L’article 128 du code d’instruction criminelle belge (ci-après le «CIC») dispose que, lorsque le renvoi en jugement d’un inculpé est demandé, «[s]i la chambre du conseil est d’avis que le fait ne présente ni crime, ni délit, ni contravention, ou qu’il n’existe aucune charge contre l’inculpé, elle déclare qu’il n’y a pas lieu à poursuivre». C’est ce que l’on appelle une décision de non-lieu.

15.

L’article 246 du CIC énonce:

«L’inculpé à l’égard duquel la chambre des mises en accusation aura décidé qu’il n’y a pas lieu au renvoi à l’une de ces cours ne pourra plus y être traduit à raison du même fait, à moins qu’il ne survienne de nouvelles charges.»

16.

L’article 247 du CIC dispose:

«Sont considérés comme charges nouvelles les déclarations de témoins, pièces et procès-verbaux qui, n’ayant pas pu être soumis à l’examen de la chambre des mises en accusation, sont cependant de nature soit à fortifier les preuves que la chambre des mises en accusation aurait trouvées trop faibles, soit à donner aux faits de nouveaux développements utiles à la manifestation de la vérité.»

17.

La Cour de cassation (Belgique) a jugé ( 10 ) que les articles 246 et 247 du CIC régissent non seulement le non-lieu prononcé par la chambre des mises en accusation, mais s’appliquent également dans tous les cas où les juridictions d’instruction, en ce compris la chambre du conseil, ont clôturé une instruction judiciaire par une décision de non-lieu.

18.

L’article 248 du CIC prévoit que, en cas de survenance de charges nouvelles, l’officier de police judiciaire ou le juge d’instruction adresse copie des pièces et des charges au procureur général près la cour d’appel.

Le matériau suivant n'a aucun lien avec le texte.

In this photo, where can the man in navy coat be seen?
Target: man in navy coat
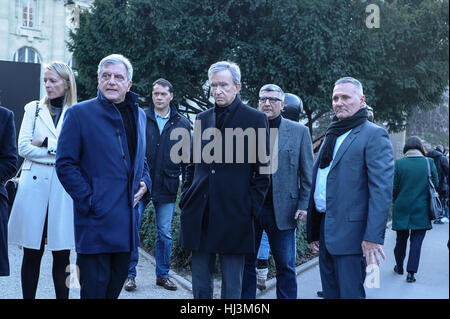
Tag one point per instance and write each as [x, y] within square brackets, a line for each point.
[8, 162]
[100, 161]
[350, 195]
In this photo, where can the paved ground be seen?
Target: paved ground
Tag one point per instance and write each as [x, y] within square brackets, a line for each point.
[432, 278]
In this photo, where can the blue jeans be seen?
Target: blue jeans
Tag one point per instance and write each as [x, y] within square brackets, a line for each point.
[282, 245]
[264, 247]
[134, 256]
[163, 243]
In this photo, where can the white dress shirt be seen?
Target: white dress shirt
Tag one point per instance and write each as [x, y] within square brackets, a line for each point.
[320, 192]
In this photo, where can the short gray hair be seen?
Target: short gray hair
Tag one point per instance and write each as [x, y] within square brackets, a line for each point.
[355, 82]
[226, 65]
[116, 58]
[272, 88]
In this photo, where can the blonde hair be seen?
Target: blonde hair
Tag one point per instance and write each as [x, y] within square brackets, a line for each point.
[66, 73]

En vertu de la réquisition de ce dernier, le président de la chambre des mises en accusation indique le juge devant lequel il sera, à la poursuite du ministère public, procédé à une nouvelle instruction ( 11 ).

Le droit italien

19.

L’article 604 du Codice penale (code pénal italien) prévoit que les violences sexuelles commises par des ressortissants italiens, bien que perpétrées à l’étranger, peuvent être poursuivies en Italie.

Les faits, la procédure et la question préjudicielle

20.

M, ressortissant italien résidant en Belgique, a été mis en examen en Belgique, à la suite de plusieurs plaintes déposées au début de l’année 2004 par Q, sa belle‑fille, sur des allégations de multiples agissements constitutifs de violences sexuelles ou, à tout le moins, de comportements illicites à caractère sexuel. Entre les mois de mai 2001 et février 2004, M aurait commis ces actes sur le territoire belge à l’encontre de N, sa petite-fille mineure (née le 29 avril 1999).

21.

La police belge a diligenté une longue instruction ayant consisté à rassembler de nombreux documents, à auditionner des personnes, dont N, et à obtenir des rapports d’experts. Ces expertises concernaient, notamment, le point de...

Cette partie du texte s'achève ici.